So, finishing up our caterpillar/butterfly week. Here are some of the things we did today.
2. Child spread shaving cream onto tray. I chose to review basic shapes, letters, and numbers as I was put the shaving cream on the tray.
3. Child used straws (and one ended up with eyedropper) in liquid watercolor to dribble onto the shaving cream.
4. Child swirled the paint into the shaving cream with craft sticks.
5. We gently pressed the butterfly paper onto the top of the shaving cream.
6. I scraped off the remaining shaving cream and then wiped clean with paper towel.
BEAUTIFUL! They repeated to make prints on paper. We haven't decided quite what we'll do with them yet. They dried very quickly :-) but they'll need to be put under something heavy (ie: books) to flatten out the curled up edges before we work with them. Next time I might try cardstock.
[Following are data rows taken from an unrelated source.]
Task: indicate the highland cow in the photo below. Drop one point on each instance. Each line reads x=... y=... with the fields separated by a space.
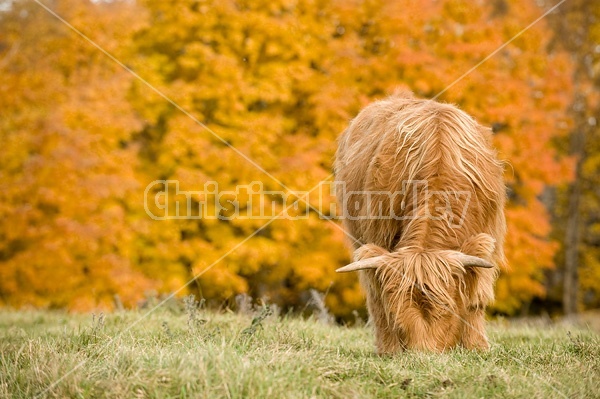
x=429 y=266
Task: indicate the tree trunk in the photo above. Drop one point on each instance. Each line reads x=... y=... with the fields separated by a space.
x=572 y=236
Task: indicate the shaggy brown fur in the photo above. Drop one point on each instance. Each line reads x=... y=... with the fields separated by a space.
x=420 y=292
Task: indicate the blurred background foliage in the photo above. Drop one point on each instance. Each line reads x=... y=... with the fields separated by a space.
x=81 y=138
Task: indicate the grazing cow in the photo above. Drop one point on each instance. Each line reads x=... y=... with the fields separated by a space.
x=423 y=197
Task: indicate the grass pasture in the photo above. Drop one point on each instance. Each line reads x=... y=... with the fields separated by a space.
x=174 y=353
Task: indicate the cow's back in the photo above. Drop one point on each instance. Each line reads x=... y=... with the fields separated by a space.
x=409 y=146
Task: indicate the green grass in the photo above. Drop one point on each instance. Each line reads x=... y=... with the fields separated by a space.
x=216 y=355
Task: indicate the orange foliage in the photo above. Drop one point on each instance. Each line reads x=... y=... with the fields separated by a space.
x=278 y=80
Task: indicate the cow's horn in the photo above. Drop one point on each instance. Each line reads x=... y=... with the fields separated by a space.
x=369 y=263
x=473 y=261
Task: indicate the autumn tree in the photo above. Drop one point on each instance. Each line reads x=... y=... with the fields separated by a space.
x=577 y=282
x=237 y=93
x=66 y=233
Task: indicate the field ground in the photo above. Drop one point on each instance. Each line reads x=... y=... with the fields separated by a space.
x=184 y=354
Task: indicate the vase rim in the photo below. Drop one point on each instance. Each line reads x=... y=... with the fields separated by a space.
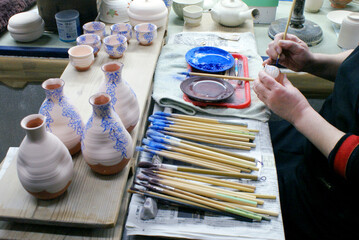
x=32 y=117
x=52 y=81
x=93 y=98
x=119 y=65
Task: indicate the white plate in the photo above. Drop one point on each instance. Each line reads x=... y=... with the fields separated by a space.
x=337 y=16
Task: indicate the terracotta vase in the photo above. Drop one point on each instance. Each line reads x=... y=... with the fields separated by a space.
x=339 y=3
x=106 y=145
x=123 y=98
x=44 y=165
x=62 y=118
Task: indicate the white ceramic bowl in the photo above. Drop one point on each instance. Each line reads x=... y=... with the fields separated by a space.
x=178 y=5
x=122 y=29
x=349 y=32
x=145 y=33
x=337 y=16
x=90 y=39
x=115 y=45
x=95 y=27
x=81 y=57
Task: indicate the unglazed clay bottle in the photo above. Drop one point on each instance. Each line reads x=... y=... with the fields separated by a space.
x=123 y=98
x=106 y=145
x=62 y=118
x=44 y=165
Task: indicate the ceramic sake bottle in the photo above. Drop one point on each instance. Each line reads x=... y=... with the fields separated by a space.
x=123 y=98
x=44 y=165
x=62 y=118
x=106 y=145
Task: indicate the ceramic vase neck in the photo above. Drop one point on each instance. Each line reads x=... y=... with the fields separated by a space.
x=54 y=89
x=113 y=72
x=34 y=126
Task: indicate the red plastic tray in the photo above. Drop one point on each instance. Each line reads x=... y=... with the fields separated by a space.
x=242 y=92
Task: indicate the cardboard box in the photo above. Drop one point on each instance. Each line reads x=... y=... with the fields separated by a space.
x=267 y=9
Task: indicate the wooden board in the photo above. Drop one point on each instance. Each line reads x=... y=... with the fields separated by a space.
x=92 y=200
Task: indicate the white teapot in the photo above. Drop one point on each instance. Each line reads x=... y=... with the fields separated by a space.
x=232 y=13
* This was messy! Well, we live and learn. We found out that really, eyedroppers/straws don't work well when your fingers are covered in shaving cream so we ended up with the instruction that they were welcome to explore the shaving cream with their fingers AFTER they were done printing. I'll definitely do it again though! Though messy...it cleans up relatively easy.
* Straws work for children with great fine motor skills. For those that do not have great fine motor skills, use eye droppers. I couldn't find all my eye droppers, for some reason, so decided on the straws thinking they could do it but the one child could not do it without much frustration so I gave him the one eye dropper I could find and said it didn't matter if he mixed the colors. He definitely had an interesting gray brown when he was done. :-)
Oh, by the way, I have a bowlful of shaving cream in my fridge. :-P One child suggested it and went on to predict (even saying "I predict...") what he thought would happen if we left it in the fridge for a certain amount of time. So we did, and really, there wasn't much change :-) so it's still in there. We'll check it after nap again. Please encourage their curiosity!
Butterfly Sewing Card
This particular pattern was from www.kidssoup.com but they can easily be made without a pattern. Remember that old greeting cards work well for "sewing". Use cardstock or cardboard as construction paper can rip easily. Today I encouraged them to go from hole to hole in order. There have been times where I'll write the numerals on the back of the pattern just to reinforce number recognition, counting, and numerical order.
Clothespin Word Spelling
I chose only three of the bugs from the set or they'd be there all day and become uninterested. I chose a small, medium, and large word and we sorted by size and word chunks first. I placed all the clothespins, in random order, with letters up in a single layer on the tray. I heard sounds and names of the letters as they were working here. Actually it looks like I snapped this picture at the right time. If I remember correctly she had found the letter p and was saying /p/ /p/. The 4 year old put the letters on randomly the 5 year old went from left to right finding each letter in a row. Shows where they are in their development. Clothespin activities are great for fine motor! Slip them in when you can!
Butterfly Counting Cards
I placed the cards in our dollar store butterfly napkin holder. They randomly chose eight cards to work with. This is a good way to introduce something and then if possible, leave it out so they can work on the rest of them if they desire. I believe the little butterfly erasers that they used to mark the answer were another dollar store find. I used this more for number recognition. Best to do that type of activity randomly as otherwise they are just orally counting and guessing what the number is. I also included higher numbers as a bit of a challenge for the older ones. My 3 year old student was sick today. :-( But I would have only put numbers 1-5 plus three larger numbers as he's still working with those particular numbers.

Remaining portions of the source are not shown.